Among individual treatment modalities, scaling up access to surgery alone was estimated to yield the largest survival gains globally and scaling up CT alone would have the largest global impact among imaging modalities. Scaling up a package of traditional modalities (surgery, chemotherapy, radiotherapy, ultrasound, and x-ray) could improve global 5-year net survival to 75.6 percent, with survival in low-income countries improving from 3.5 percent to 28.6 percent. Adding concurrent improvements in quality of care could further improve global 5-year net survival to 78.2 percent, with a substantial impact in low-income countries, improving net survival to 55.3 percent. Comprehensive scale-up of access to all modalities and improvements in quality of care could improve global 5-year net survival to 82.3 percent.
The researchers found that a survival gap still exists by country income group after comprehensive scale-up due to a worse stage at diagnosis in low-income regions. Dr.

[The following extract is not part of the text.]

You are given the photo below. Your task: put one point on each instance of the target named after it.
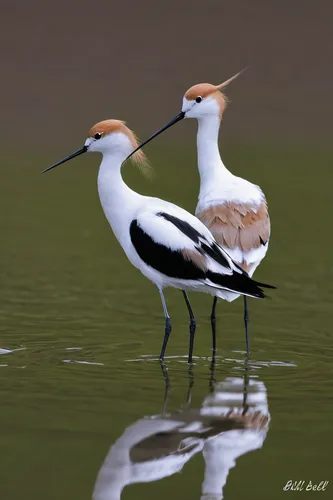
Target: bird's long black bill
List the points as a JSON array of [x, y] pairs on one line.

Norton explains, “early diagnosis of breast cancer has a major impact on curability, which is why we are so concerned about a drop in screening worldwide as a consequence of the COVID-19 pandemic. This novel but verified modeling approach has shown us that enormous gains could result from scaling up the availability of established quality treatments, but also from investments in cancer prevention and early detection. We hope that these findings will provide guidance to policymakers everywhere as they seek to improve the health of their populations. Moreover, this work underscores the value of comprehensive analysis based on real-world experience in projecting the impact of healthcare interventions.”